Hstyle

Historical documents can reveal a great deal of information about our past, such as, form of writing,
wording, content that did not exist and more. In order to perform computational learning (Machine Learning)
a huge amount of classified data (Classified Data) is needed. The process of creating classified data
(Annotations) is expensive and tedious work, and therefore in the field of historical documents,
the databases that exist for training models are small. These datasets do not allow training deep
models to get high results.

In order to create a large database of data, in an easy way that requires less resources, it is necessary
to create synthetic data. In the this project, we researched a method for creating synthetic
historical data and developed a system (website) that allows each user to synthesize documents himself.
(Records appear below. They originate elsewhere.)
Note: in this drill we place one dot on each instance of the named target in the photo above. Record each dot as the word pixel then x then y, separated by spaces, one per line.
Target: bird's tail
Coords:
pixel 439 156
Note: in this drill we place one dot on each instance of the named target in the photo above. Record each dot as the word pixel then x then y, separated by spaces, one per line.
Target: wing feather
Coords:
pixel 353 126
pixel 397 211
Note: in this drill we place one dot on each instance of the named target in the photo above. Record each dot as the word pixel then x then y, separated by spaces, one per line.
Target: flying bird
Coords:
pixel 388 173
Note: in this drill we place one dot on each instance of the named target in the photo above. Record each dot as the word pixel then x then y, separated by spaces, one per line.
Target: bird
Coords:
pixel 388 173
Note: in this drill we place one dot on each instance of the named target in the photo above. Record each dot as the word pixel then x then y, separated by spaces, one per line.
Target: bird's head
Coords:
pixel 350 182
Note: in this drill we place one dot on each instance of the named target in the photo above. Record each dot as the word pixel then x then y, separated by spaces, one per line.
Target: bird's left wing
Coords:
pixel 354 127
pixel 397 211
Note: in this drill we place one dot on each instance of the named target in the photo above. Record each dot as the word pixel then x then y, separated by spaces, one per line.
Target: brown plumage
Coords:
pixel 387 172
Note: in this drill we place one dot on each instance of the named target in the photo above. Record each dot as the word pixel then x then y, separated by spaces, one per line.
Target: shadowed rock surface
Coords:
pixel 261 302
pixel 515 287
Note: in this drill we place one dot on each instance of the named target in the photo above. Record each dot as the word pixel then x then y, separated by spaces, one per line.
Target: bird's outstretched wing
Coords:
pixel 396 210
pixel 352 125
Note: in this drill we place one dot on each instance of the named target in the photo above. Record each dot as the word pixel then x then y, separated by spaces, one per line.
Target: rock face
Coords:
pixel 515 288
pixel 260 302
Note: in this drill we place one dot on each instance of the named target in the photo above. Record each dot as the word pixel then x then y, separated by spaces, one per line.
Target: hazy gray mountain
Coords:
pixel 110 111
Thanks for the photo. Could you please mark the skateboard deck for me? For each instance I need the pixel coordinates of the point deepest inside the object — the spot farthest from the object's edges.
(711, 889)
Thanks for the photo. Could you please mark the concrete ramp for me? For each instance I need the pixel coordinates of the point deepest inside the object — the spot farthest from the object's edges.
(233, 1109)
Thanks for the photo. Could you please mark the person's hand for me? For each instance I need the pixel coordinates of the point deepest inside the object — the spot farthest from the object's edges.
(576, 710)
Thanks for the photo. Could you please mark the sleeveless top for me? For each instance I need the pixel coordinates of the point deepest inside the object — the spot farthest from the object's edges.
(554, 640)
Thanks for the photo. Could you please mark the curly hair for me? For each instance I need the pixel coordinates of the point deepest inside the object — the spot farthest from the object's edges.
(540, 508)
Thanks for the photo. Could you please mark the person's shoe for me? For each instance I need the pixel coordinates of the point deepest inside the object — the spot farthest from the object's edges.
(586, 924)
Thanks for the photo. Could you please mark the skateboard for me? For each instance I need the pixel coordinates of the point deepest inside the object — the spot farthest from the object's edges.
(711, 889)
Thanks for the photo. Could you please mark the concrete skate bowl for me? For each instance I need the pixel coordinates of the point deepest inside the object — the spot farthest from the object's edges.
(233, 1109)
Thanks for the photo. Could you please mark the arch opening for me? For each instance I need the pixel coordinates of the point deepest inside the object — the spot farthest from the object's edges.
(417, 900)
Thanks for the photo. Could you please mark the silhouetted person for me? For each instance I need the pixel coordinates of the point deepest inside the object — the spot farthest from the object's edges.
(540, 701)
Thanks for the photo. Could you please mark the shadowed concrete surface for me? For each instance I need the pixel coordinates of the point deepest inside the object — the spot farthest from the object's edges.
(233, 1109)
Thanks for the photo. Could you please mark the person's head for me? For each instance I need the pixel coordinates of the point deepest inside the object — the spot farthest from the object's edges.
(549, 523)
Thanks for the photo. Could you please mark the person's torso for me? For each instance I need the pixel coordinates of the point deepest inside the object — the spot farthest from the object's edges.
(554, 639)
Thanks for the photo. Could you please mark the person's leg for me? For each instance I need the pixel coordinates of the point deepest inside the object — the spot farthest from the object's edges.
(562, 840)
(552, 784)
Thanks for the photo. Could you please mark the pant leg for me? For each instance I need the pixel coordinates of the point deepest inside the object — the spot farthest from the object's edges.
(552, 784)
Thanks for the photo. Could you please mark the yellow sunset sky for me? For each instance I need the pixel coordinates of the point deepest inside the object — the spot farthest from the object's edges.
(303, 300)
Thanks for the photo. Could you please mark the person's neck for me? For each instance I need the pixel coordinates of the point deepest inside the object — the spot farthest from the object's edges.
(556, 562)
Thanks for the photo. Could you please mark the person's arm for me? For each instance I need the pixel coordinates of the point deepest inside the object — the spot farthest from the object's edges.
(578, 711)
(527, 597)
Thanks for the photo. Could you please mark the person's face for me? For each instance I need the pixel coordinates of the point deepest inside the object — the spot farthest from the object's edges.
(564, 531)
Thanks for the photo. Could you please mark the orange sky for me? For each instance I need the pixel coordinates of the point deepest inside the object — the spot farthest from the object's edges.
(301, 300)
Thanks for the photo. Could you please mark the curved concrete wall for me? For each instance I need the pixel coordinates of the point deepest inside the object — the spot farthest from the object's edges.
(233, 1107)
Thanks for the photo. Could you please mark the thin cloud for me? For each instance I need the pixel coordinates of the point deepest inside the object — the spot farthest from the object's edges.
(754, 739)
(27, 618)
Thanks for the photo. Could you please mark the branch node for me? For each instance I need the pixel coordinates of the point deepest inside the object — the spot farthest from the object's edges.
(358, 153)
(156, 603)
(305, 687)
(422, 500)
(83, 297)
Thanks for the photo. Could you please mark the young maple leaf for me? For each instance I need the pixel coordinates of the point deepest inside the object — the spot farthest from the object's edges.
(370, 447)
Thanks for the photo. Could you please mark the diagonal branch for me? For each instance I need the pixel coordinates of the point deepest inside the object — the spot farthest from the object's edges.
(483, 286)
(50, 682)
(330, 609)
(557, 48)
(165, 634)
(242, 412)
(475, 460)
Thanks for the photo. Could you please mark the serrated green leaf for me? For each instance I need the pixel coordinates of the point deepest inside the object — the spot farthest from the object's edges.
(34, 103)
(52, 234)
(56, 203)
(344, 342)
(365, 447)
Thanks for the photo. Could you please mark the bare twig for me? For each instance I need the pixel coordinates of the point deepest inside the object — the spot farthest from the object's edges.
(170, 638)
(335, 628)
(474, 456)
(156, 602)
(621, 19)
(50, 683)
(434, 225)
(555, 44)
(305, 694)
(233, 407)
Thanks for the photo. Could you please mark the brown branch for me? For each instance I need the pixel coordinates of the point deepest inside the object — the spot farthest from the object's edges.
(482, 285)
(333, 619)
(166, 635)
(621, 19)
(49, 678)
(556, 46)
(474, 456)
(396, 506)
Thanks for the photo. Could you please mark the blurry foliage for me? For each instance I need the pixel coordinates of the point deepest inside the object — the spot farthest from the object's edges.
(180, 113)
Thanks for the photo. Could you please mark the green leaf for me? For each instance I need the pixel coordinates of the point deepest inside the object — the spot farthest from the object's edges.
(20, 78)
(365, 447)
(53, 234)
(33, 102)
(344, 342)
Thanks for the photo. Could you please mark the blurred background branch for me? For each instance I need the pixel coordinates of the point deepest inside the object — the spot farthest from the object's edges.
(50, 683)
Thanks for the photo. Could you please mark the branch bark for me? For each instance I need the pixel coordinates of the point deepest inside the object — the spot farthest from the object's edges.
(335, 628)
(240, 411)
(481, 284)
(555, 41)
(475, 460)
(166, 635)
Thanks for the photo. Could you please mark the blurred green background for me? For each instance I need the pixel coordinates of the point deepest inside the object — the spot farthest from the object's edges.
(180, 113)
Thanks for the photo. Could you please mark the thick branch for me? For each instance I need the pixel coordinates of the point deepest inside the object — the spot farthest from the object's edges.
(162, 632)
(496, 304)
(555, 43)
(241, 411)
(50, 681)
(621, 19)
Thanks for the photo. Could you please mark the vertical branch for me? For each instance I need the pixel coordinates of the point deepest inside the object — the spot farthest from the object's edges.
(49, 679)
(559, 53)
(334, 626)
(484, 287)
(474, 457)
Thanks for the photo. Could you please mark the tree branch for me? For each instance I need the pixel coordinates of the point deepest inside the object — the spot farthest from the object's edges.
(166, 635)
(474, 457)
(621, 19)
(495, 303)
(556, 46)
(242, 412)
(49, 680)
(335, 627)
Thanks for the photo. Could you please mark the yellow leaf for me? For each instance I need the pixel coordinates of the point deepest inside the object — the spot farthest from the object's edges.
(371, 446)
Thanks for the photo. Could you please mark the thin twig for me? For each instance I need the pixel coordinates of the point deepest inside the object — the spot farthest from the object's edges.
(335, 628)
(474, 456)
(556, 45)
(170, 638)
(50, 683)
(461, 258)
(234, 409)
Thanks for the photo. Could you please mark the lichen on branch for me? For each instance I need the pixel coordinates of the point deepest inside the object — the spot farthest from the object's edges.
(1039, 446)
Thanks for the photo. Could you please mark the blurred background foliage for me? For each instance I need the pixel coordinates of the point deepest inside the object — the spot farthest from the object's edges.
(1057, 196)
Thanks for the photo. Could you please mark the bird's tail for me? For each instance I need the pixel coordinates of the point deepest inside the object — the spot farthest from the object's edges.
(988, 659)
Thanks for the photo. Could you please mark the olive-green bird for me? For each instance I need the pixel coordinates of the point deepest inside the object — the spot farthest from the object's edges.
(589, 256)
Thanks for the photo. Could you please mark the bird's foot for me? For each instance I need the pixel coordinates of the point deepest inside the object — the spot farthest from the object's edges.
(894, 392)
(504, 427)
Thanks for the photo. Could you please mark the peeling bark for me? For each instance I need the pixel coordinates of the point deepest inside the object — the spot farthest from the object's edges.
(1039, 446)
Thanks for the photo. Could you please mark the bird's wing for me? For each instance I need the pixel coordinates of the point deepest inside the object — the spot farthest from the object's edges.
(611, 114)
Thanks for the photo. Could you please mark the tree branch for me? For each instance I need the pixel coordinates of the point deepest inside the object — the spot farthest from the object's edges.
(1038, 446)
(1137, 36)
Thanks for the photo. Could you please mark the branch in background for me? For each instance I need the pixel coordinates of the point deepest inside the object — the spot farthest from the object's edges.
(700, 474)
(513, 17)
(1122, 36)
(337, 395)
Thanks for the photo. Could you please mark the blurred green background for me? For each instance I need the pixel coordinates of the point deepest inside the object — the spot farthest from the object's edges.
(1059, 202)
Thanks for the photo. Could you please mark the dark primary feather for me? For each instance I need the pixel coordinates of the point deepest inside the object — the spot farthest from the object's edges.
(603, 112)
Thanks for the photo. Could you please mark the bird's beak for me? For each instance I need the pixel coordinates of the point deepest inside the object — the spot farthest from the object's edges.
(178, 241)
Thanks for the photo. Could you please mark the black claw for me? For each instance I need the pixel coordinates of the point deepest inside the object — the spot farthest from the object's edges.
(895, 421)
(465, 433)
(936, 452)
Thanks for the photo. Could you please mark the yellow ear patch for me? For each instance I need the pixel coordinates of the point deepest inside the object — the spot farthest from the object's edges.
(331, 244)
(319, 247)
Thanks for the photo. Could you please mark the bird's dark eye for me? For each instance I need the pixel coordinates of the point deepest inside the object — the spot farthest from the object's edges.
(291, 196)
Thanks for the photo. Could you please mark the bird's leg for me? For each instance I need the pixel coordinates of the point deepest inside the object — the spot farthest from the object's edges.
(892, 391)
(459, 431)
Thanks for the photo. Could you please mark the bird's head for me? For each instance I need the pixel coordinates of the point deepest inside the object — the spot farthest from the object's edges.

Our method is a deep learning method based on neural style transfer. In order to improve
the results of the method, we used several techniques of computer vision, such as Binarization,
Dilation and Image Processing.

This Project was created with Python, FastAPI, TensorFlow, Keras, OpenCV, Angular, Bootstrap and more libraries.

Project Research

In order to understand the steps and what we did you are welcome to look at
the Project Book.

Project Setup and Run

In order to run this project with docker your environment needs to support TensorFlow Docker. You can follow this link to get everything set settled.

Run on local environment:

Clone this repository.
Open cmd/shell/terminal and go to application folder: cd Hstyle/app
Run the docker-compose file: docker-compose -f docker-compose-local.yml up
Open this link.
Enjoy the application.

Run on production environment:

Clone this repository.
Open the following file: Hstyle/app/client/src/environments/environment.prod.ts
In the opened file from step 2 change the API_URL to ‘http://PRODUCTION_IP_ADDRESS:5000‘ where PRODUCTION_IP_ADDRESS is your deployment server IP address.
Open cmd/shell/terminal and go to application folder: cd Hstyle/app
Run the docker-compose file: `docker-compose -f docker-compose-prod.yml up``
Open this link http://PRODUCTION_IP_ADDRESS:3000/ where PRODUCTION_IP_ADDRESS is your deployment server IP address.
Enjoy the application.

Demo

Examples

Content Image	Style Image	Changes Applied To Content Image	Result
		Original
		Original
		Apply dilation
		Apply dilation
		Apply binarization
		Apply binarization
		Apply dilation and binarization
		Apply dilation and binarization
		Replace white background with style average pixel value
		Replace white background with style average pixel value
		Replace white background with style average pixel value + Apply dilation
		Replace white background with style average pixel value + Apply dilation
		Replace white background with style average pixel value + Apply binarization
		Replace white background with style average pixel value + Apply binarization
		Replace white background with style average pixel value + Apply binarization + Apply dilation
		Replace white background with style average pixel value + Apply binarization + Apply dilation

Evaluation

In order to evaluate and determine which technique is best from 3 techniques, which we thought have the best results (Original content image, Dilate content image, Binary content image), we performed a survey of 50 participants and asked them to rate image readability and image historical look, 1-being the lowest (poor) and 5-being the highest (great).

Result for image historical look

Historical Image Readability

As we can see, ‘dilate content image’ and ‘binary content image’ get the highest amount of votes for rate three and above, meaning, these results have the highest readability.

Result for image historical look

Image Historical Look

As we can see, ‘dilate content image’ gets the highest amount of votes for rate three and above, meaning, these results have the most historical look.